Whatever disappointment he felt on the first and second days of the miracle crusade, Hinn kept to himself – but he opened up with anger on the final day.
“Four million dollars down the drain,” he shouted into the microphone from the huge rostrum.
He said that he had been assured by the local organising committee that at least six million people would attend the crusade – but the total turnout was only around one million. As a result, he realised that all the mega public address equipment he had flown in from the US was not needed.
He also complained about some claimed expenditures, the charges imposed on pastors who attended his day-time seminar, and journalists who sought to cover the crusade.
He then announced publicly that he would not provide any more funds, and that the local organisers should pay all outstanding bills from the collections they made on the first two days.
Hinn’s complaints instantly overshadowed the spiritual context of the event. Some people from the congregation came out to declare that they received healing and other miracles after the prayers, but they were hardly audible.
The Nigerian head of the local organising committee, Bishop Joseph Olanrewaju Obembe, accused other Nigerian Pentecostal preachers of sabotaging the crusade and pedalling false information to Hinn and his aides out of envy, and to discredit him.
Soon after the crusade, a committee was set up by the leadership of the Pentecostal Fellowship of Nigeria (PFN) – the umbrella body of Pentecostal churches nationwide – to investigate the funding controversy.

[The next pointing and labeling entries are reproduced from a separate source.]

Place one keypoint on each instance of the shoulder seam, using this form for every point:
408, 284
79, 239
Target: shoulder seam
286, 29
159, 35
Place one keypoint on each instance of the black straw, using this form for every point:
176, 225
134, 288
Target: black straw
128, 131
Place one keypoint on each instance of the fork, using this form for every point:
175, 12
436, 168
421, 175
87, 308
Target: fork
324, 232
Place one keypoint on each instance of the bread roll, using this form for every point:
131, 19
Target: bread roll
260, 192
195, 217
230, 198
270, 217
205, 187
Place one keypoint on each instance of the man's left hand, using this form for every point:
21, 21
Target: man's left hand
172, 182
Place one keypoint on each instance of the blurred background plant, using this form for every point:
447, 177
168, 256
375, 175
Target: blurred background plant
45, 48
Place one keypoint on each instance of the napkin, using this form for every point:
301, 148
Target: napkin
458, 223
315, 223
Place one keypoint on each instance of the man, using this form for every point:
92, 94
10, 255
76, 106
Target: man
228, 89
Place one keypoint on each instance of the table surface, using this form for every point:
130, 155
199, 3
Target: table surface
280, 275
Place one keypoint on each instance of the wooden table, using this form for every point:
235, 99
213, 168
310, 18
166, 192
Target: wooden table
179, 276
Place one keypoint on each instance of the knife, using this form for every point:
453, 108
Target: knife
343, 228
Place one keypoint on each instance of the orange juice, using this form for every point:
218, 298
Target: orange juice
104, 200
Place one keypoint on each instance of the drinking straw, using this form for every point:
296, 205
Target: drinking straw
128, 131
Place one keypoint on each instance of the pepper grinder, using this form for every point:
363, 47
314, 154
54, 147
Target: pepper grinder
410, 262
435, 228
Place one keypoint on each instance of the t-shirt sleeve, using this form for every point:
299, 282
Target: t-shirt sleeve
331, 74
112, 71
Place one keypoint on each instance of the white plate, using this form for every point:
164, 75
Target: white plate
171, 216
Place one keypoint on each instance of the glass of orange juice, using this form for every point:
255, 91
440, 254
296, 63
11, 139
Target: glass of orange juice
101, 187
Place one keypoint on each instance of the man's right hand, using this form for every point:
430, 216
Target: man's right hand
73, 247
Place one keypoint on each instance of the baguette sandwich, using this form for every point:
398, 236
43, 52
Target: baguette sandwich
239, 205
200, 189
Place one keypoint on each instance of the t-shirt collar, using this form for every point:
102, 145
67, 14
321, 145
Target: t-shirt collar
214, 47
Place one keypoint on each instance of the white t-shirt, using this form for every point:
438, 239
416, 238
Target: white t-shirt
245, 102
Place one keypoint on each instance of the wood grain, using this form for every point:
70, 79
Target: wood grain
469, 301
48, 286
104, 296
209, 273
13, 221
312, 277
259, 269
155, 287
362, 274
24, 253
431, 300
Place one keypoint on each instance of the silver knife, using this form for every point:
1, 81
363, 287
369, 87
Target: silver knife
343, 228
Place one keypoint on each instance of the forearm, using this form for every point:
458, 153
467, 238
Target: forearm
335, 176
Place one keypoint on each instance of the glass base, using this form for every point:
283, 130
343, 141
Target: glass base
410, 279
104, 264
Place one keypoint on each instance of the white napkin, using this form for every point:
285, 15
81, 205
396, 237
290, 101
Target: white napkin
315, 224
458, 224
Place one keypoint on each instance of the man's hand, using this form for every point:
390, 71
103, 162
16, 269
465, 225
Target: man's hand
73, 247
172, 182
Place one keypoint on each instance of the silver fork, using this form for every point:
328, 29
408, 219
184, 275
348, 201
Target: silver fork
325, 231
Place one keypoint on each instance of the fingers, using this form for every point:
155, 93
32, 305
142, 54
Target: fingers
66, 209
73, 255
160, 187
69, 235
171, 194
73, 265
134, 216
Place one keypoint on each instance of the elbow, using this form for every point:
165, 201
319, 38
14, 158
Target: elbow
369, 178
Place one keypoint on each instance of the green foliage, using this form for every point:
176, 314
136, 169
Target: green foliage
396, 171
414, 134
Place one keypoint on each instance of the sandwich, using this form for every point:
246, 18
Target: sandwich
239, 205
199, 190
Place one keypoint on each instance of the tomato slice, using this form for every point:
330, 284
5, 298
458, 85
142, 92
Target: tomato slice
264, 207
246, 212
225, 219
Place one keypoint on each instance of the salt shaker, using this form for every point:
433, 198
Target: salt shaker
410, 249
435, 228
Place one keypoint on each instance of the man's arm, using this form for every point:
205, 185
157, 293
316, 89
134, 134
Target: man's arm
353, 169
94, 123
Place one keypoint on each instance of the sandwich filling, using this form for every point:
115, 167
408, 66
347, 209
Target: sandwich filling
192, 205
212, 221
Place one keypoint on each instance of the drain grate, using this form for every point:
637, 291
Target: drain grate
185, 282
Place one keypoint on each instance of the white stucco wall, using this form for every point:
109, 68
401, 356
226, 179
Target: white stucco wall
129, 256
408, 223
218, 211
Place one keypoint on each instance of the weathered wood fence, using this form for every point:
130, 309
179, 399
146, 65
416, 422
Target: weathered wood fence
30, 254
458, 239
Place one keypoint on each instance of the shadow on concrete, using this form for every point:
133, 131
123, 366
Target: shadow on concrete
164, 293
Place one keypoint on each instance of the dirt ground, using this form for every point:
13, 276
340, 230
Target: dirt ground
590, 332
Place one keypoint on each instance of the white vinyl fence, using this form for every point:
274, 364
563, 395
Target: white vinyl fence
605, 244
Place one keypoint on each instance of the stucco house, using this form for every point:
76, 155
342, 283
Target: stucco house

The Pentecostal faith in Nigeria is a veritable goldmine, judging by the opulence of most of its pastors.
It is made even more attractive because incomes of churches are tax-exempt. Nearly all the churches are the private property of their pastors or founders and their immediate families.
In an economic environment in which the majority of Nigeria’s estimated 130 million population has been impoverished by unemployment, lack of basic social infrastructure and rising inflation, the church has become the last refuge for many people.
The favoured churches are the new-generation Pentecostal assemblies, that are owned and managed solely by fast-talking American-style pastors.
Rich and powerful Nigerians run after the pastors for “spiritual protection” from imaginary ‘enemies’ who, they are convinced, are lurking around the corner to pull them down.
These are the big spenders in the churches.
The attraction, perhaps, lies in the often-quoted biblical injunction that “givers never lack” and the fact that most pastors don’t ask the donors how they make the money they give.
In March 2003, a cashier at a five-star hotel was arrested for allegedly stealing nearly 40 million naira (then about US$400,000) from his employer.
His colleagues were shocked because there was nothing to suggest that he was living above his means – he had no car and he lived in a rented flat in a non-fashionable part of Lagos.
The man confessed that he gave all the money to his Pentecostal church in cash and equipment.
In another case a bank clerk stole 40 million naira from his employer and gave 10 million to his church as ‘seed money’ in the belief that the seed would germinate and yield several fold as promised by his pastor.
Many Nigerians believe that a large number of pastors are honest and devoted to the service of God and mankind.
But they readily take umbrage under the Yoruba saying that “only God knows who serves Him truly.”